Ministre de l’Education nationale, Jean-Michel Blanquer était le 15 juin dernier à Saint-Quentin. Avec un taux d’illettrisme dans l’Aisne de 13,5 % pour 9 % au niveau national, et dans une ville où le taux de réussite au bac est de 87,2 % contre 92,58 % au plan national, où 44,2 % des plus de 15 ans n’ont aucun diplôme, le ministre a souhaité évaluer les résultats de ses mesures phares, dont le dédoublement des CP. Accueilli à l’école Robert-Schuman, située en « Réseau d’éducation prioritaire + », par le maire Frédérique Macarez, Jean-Michel Blanquer a visité deux classes avant une rencontre avec les enseignants et conseillers pédagogiques. Avec un taux de réussite pour l’apprentissage de la lecture, l’écriture et le calcul évalué à 84 % au terme de cette première année d’expérimentation, le ministre n’a pas caché sa satisfaction : « L’école primaire est la plus grande des priorités. à Saint-Quentin, les résultats sont très bons », a-t-il insisté. Frédérique Macarez a rappelé que dès la prochaine rentrée, 70 % des enfants de CP bénéficieront du dédoublement des classes mis en place dans douze écoles, mais aussi du dédoublement des classes de CE1 dans trois écoles du quartier Europe, soit 17 % des élèves de ces classes.

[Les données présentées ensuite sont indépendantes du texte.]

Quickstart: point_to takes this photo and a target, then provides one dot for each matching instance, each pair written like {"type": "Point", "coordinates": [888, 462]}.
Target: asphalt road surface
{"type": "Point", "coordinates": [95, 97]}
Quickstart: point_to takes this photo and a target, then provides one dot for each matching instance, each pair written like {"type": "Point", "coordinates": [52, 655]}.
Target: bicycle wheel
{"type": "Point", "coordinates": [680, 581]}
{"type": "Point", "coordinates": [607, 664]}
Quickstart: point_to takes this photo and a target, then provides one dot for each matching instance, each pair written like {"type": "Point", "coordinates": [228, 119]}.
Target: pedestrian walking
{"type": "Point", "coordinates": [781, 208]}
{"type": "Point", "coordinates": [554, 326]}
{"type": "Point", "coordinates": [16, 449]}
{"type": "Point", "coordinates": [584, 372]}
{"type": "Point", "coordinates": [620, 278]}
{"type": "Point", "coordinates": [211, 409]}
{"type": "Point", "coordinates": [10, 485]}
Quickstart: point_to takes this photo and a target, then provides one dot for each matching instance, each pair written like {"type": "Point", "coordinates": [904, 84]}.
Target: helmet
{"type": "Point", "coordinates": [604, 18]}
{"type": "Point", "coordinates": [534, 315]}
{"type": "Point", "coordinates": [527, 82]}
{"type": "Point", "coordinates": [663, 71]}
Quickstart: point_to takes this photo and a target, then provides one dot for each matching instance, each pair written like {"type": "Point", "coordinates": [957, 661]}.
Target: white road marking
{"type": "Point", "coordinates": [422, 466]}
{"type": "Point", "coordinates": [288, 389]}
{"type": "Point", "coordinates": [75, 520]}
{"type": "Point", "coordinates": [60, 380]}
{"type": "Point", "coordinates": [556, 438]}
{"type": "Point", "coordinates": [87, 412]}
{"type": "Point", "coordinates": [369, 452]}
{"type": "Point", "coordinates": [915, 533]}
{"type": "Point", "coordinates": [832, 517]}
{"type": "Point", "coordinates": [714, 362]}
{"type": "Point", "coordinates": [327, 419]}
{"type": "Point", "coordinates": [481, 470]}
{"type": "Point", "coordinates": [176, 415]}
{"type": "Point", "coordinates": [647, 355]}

Jean-Michel Blanquer a ensuite rejoint Xavier Bertrand au lycée Condorcet. Après la présentation du projet d’établissement, le cortège a visité la plate-forme de transfert de technologie Innovaltech où des élèves ont réalisé des démonstrations en présence des entreprises partenaires. Le président des Hauts-de-France a rappelé son attachement à la réforme de la formation professionnelle et sa décision de l’accompagner financièrement, via les lycées professionnels, pour la création de campus d’excellence. Reste à en déterminer les contenus et les localisations. « Il faut donner du prestige à des formations correspondant à un réel avenir pour les jeunes. Il faut qu’ils aient envie d’aller dans ces campus après le collège. Il y a des emplois, l’économie redémarre et nous n’avons pas toujours les jeunes formés, c’est un gâchis », a conclu Jean-Michel Blanquer. La réforme est en marche.